Anybody smoking up anything good this weekend? I'm going to do some mods to my ECB and fix the picnic table (two very important things) so looks like I'm out of luck this weekend. It will pay off though. Good weather is here in upstate NY.

I have to get these things done so I can start building a UDS. I hope to mod the ECB quickly so I can use it all summer long while I build the UDS. 

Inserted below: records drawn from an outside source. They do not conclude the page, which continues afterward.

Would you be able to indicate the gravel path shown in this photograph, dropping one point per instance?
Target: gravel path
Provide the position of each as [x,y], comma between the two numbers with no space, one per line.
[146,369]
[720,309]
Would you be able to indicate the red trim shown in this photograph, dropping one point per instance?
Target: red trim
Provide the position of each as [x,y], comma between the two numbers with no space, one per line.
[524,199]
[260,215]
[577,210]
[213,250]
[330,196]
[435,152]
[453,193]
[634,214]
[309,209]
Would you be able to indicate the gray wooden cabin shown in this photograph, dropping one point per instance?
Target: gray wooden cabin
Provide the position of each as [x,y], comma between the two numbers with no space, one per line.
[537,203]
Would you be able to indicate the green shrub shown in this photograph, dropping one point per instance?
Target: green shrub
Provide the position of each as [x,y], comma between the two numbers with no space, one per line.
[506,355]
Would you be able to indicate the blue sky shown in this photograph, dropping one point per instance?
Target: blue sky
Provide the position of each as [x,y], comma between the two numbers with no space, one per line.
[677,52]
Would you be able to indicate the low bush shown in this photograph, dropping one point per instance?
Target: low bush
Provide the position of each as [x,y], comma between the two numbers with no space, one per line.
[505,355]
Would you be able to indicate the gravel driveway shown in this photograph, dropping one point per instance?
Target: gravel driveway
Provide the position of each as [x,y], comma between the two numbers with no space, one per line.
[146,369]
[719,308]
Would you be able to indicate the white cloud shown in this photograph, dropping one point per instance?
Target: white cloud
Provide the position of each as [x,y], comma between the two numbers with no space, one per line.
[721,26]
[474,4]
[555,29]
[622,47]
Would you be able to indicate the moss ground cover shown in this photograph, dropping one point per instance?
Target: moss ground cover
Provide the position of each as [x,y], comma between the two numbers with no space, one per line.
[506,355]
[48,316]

Post your weekend Qview here or just share with us what your smokin' this weekend!


----------



## mulepackin (Mar 28, 2009)

I don't know if I'll get around to smoking anything good this weekend. Have a lot of ranch work to do (still calving) and our weather is supposed to turn to winter again by Sunday. We did smoke a tire on our semi-trailer tonight. Just spent the last couple hours getting a new one from the ranch and getting back to where the truck was parked and remounting it with hand tools. That sucks on a flatbed trailer with 25 tons of hay on it


----------



## bassman (Mar 28, 2009)

One rack of dino bones and 3 racks of untrimmed spares.  Anything else that falls into the smoker gets smoked.


----------



## the dude abides (Mar 28, 2009)

I won't this weekend.  The weather is supposed to be crappy here.  But looking forward to next weekend and submitting to the "Spring Fatty Throwdown".  Check it out on the fatty page


----------



## billbo (Mar 28, 2009)

Yeah that would suck!


----------



## cruizer (Mar 28, 2009)

Have family coming over to help drop a couple of big trees in the yard. Just put on two big pizza fatties for lunch. The sun just cracked over the horizon. Will put on abunch of ABT's after awhile. Suppose to be 74 here today.


----------



## richoso1 (Mar 28, 2009)

I'm smoking some Lodo Rojo (Red Mud adobo) brined boneless/skinless chicken breast usuing hickory. They'll go on in abot 4-5 hours from now. I'll post picks later.


----------



## morkdach (Mar 28, 2009)

needed moisture bad and got it bout 12" worth.


----------



## sumosmoke (Mar 29, 2009)

Geesh Terry ... you still getting the white stuff? Hope you thaw out soon and can get that smoker fired up!


----------



## smoke freak (Mar 29, 2009)

After shoveling my way out of 15 inches of snow I decided that ribs were on the menu for Sunday. So I shoveled my way to the smoker. Now I just have to make my way to the wood rack. The drifts are a couple feet deep back there.


----------



## handsomeswede (Mar 29, 2009)

Whole packer has been on the CharGriller since midnight, chicken thighs have been marinating longer and will soon join the brisket. The ECB is fired up currently contains fresh belly that was salt curing for the past week for fresh bacon.  QView to come


----------



## desertlites (Mar 29, 2009)

marinaded chix. breasts gonna see the grill,along with 3 chuck burgers,for lunches this comming week.the smoker with elect.is gonna do almonds and pistachos today.


----------



## pepseamani (Mar 29, 2009)

Burgers. Nothing fancy. I have the path cleared to the smoker.
Good to go.


----------